Dark Chocolate Chip Cookies Recipe:
Real dark chocolate cookie loaded with Chocó-chips baked at home.
How do you like your chocolate cookies, dark, extra dark or mild?? I prefer a nice dark chocolate cookies that’s not too too sweet. Sweetness is the catch which often makes it difficult to find me my perfect bite. No complains anymore for I can make some of them myself in my kitchen with just the right amount of cocoa and sugar. Yes, I did make some nice dark, not too dark, chocolate chip cookies without over the top sweetness at the convenience of my home. Here goes the recipe, do give it a try and the best part, add or reduce cocoa and sugar to make yourself the cookies that you love.
Ingredients (Makes a stack of 20 cookies):
- 1and ¼ cup all purpose flour
- ½ cup cocoa powder
- ½ cup soft chilled unsalted butter
- ½ teaspoon salt
- ½ teaspoon baking soda
- 1 large egg white
- 2 tablespoon while crystal sugar
- 2 tablespoon light brown crystal sugar
- 4 tablespoon ice water
- ½ cup chocolate chips
- ½ tablespoon castor or icing sugar approx, to sprinkle on top, optional
- In bowl whip together the brown and white sugar with the egg white. Use your electric blender or a fork but whip till all the sugar is dissolved and a thick creamy texture is formed.
- Then add the softened butter and whip for another 5 minutes.
- In separate bowl mix flour, salt, baking soda and cocoa powder together and make space in the centre and pour the egg-sugar-butter mixture.
- Fold in the flour and make crumbly soft dough, add a tablespoon of ice water at a time and further knead into soft and supple dough. Do not worry it would remain loose and not bind like regular dough, but that’s fine.
- Now spread aluminium foil or cling film on your work surface and place the dough over it forming it into a round log of the diameter that you want your cookies. Carefully wrap the foil or film all around it and tightly twist the ends.
- Refrigerate the log till firm, approx 2-3 hours.
- Preheat oven at 180O and line the baking tray with butter paper.
- Use a sharp knife and slice the log into thin equal size cookies, approx 1 cm each.
- Place the cookies on the baking tray about an inch apart, now cover up the surface of each cookie with chocolate chips and gently dab with your palm.

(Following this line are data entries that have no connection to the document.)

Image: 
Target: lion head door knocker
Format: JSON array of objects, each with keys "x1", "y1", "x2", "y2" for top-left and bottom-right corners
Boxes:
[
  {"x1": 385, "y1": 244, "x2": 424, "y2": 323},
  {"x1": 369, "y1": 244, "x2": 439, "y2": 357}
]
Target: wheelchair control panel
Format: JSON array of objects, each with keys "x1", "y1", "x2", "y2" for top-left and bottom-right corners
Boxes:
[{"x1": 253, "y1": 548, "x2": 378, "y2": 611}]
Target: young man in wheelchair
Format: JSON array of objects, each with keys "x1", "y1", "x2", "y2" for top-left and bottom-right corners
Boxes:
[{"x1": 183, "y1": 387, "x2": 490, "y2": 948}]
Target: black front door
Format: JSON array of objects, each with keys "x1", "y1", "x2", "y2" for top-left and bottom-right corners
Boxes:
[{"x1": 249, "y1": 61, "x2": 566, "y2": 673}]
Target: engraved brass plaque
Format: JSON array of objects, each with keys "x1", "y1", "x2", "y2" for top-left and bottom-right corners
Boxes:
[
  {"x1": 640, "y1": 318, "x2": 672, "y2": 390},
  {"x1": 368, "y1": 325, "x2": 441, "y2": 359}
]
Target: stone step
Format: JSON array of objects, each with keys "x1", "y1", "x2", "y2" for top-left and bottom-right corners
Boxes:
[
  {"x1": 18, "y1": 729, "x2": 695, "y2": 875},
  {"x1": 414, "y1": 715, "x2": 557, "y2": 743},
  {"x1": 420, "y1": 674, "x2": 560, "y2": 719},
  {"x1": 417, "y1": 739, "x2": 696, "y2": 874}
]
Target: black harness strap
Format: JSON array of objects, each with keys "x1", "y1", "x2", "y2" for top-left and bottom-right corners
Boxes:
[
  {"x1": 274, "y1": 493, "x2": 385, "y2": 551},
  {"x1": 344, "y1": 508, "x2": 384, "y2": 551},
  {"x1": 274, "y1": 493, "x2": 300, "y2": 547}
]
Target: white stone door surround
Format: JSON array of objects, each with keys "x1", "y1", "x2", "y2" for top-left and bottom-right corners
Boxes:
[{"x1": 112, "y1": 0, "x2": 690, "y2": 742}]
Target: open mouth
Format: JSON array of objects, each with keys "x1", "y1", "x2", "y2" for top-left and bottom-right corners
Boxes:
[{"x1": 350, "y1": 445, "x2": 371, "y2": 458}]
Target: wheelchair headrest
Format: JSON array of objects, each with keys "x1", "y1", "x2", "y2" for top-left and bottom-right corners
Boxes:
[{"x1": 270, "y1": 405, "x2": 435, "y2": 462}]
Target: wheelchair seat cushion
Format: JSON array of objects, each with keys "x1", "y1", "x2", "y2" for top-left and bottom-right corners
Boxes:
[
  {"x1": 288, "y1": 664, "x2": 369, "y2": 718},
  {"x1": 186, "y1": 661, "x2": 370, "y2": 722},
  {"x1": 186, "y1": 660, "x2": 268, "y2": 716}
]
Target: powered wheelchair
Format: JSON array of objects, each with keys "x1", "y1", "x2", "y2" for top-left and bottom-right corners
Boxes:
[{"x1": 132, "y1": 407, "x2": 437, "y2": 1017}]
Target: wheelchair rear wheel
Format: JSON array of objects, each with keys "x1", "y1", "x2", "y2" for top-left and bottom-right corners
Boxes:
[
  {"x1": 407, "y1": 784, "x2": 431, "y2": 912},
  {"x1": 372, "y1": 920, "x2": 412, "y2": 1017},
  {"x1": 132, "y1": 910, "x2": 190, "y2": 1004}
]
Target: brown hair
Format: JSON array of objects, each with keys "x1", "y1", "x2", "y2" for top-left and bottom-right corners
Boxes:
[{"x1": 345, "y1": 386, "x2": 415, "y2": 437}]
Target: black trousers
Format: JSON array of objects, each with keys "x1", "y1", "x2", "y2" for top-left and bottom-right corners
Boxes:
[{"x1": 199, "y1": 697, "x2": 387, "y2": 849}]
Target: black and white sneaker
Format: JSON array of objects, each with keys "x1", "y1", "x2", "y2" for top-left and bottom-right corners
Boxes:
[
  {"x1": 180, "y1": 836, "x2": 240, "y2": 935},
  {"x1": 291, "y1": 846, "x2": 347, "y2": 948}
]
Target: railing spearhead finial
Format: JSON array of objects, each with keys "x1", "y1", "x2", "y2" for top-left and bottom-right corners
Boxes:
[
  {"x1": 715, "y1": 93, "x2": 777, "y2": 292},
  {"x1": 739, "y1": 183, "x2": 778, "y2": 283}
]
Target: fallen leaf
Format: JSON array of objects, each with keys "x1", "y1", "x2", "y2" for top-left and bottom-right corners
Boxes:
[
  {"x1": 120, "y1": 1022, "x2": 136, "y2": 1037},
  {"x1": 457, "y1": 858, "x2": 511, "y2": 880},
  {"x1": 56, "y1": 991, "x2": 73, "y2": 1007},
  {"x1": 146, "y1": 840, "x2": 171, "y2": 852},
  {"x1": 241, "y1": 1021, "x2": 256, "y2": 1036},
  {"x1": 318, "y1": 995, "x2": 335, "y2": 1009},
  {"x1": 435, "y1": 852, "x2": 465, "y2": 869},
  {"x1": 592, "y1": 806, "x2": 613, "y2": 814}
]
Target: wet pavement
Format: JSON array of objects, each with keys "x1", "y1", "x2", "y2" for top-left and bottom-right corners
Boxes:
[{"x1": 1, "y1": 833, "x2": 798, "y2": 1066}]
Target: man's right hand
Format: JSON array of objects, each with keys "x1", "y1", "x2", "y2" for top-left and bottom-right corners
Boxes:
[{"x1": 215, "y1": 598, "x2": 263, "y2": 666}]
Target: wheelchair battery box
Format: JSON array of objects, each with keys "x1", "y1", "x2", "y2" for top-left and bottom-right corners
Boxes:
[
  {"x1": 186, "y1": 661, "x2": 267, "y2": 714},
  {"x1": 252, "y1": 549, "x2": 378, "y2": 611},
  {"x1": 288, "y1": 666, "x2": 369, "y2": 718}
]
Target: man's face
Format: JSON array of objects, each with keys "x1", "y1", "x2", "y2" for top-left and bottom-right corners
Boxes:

- Sprinkle a pinch of castor or icing sugar over each cookie and bake at 170o for 20 minutes till the edges of the cookies pop. Let it rest for 5 minutes and remove from the oven and allow cooling down to room temperature. Keep in an airtight container and enjoy for a week to 10 days.
Dos and Don’ts:
- Reiterating – add or reduce cocoa and sugar quantities to suit your taste.
- You may even refrigerate the dough log overnight.
- Do not knead into tight proper dough, keep it loose.
- Do not try to cut into slices unless the dough log is absolutely firm, else it will crumble away. In case you’ve reach there anyway, just knead, roll, wrap and regrigrate again till real firm this time.